189. Zabaism

Narrator: Chris Genthree
 •  3 min. read  •  grade level: 9
Listen from:
Deuteronomy 4:19. Lest thou lift up thine eyes unto heaven, and when thou seest the sun, and the moon, and the stars, even all the host of heaven, shouldest be driven to worship them, and serve them.
The worship of the heavenly bodies is the most ancient and widely spread form of idolatry, and frequent allusions are made to it in the Scriptures. Its chief promoters were called Sabians and sometimes Zabians; and the idolatry itself is known as Sabaism or Zabaism: probably from the Hebrew tsaba, a host. Thus in the name of the system the objects of worship are indicated: the “hosts of heaven.”
It is supposed that many of the precepts in the Mosaic law were directed against Zabaism in its various corrupt forms. The text is an illustration. Besides the direct reference to this superstition in this and in other passages, occasional allusion to it may be found elsewhere. The many texts in which the expression “the Lord of hosts” occurs, seem to be directly leveled at Zabaism; teaching that there is a being superior to the hosts the Zabians worshiped, and to all hosts, whether of heaven or earth.

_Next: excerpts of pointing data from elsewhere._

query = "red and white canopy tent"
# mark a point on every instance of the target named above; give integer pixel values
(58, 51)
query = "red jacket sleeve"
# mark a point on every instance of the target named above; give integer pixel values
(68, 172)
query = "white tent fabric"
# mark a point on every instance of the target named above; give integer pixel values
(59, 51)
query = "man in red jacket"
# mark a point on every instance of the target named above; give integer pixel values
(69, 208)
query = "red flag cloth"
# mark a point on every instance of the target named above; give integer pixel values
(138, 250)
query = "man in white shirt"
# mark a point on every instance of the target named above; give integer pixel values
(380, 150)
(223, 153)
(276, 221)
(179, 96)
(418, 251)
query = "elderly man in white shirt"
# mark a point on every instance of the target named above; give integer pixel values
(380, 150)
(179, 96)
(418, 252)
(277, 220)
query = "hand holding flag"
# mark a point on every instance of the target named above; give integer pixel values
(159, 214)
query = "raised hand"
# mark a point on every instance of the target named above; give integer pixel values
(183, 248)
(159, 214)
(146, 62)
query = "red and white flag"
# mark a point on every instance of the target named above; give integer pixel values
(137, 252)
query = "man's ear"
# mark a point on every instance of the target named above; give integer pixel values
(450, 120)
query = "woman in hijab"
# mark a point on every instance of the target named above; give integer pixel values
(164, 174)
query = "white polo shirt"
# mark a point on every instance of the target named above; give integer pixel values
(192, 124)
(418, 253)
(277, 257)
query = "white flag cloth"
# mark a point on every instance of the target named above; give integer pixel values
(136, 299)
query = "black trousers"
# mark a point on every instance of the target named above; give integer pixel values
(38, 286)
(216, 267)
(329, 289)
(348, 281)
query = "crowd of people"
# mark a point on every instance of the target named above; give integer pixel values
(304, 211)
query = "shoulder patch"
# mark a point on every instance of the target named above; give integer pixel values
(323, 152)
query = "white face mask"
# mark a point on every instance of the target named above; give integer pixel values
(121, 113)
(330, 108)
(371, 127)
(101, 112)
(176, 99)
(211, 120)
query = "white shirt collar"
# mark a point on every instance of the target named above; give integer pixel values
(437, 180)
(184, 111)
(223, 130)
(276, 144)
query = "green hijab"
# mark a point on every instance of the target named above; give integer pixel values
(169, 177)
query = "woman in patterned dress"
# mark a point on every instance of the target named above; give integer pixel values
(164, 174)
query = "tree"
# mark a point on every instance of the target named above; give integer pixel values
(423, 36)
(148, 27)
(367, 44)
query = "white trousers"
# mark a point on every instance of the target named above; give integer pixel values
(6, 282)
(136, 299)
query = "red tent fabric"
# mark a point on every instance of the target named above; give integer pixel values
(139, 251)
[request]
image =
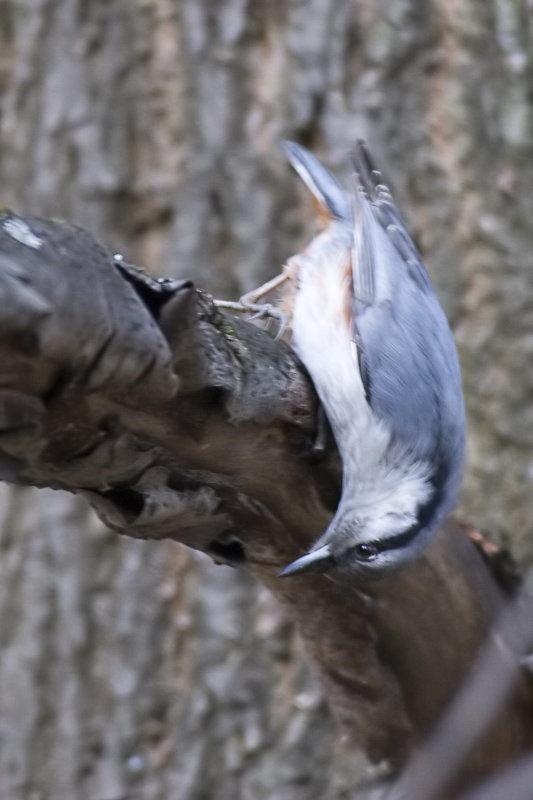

Thus we read in Genesis 2:1: “Thus the heavens and the earth were finished, and all the hosts of them,” and in Job 9:7-9, “Which commandeth the sun, and it riseth not; and sealeth up the stars; which alone spreadeth out the heavens, and treadeth upon the waves of the sea; which maketh Arcturus, Orion, and Pleiades, and the chambers of the south.” In these and similar passages God is declared to be the Creator of the heavenly bodies, and therefore far above them. There is also an allusion to Zabaism in Job 31:26-28: “If I beheld the sun when it shined, or the moon walking in brightness; and my heart hath been secretly enticed, or my mouth hath kissed my hand; this also were an iniquity to be punished by the judge: for I should have denied the God that is above.” Kissing the hand was a mark of respect to superiors, and was also an ancient idolatrous rite (1 Kings 19:18), may also refer to this custom, as well as to that of actually kissing the idol. An old writer, speaking of these two texts, says: “These places refer to the Gentiles’ mode of adoring the sun by lifting the right hand to their mouth; of which there is frequent mention among Pagan writers” (Gale's Court of the Gentiles, vol.1, book 2, chap. 8). Mollerus quaintly suggests that as “men could not attain to kiss the sun and moon with their mouth, they extended their hand to those celestial bodies, and thence moving it back to their mouth, they kissed it in token of homage and worship.”
According to Maimonides the Zabians made images of the sun in gold and of the moon in silver. They built chapels and placed these images in them, believing that the power of the stars flowed into them. They offered to the sun at certain times “seven bats, seven mice, and seven reptiles, together with certain other matters.”
Zabaism is likewise referred to in Deuteronomy 17:3; 2 Kings 17:16; 21:3; 23:4-6; Jeremiah 8:2.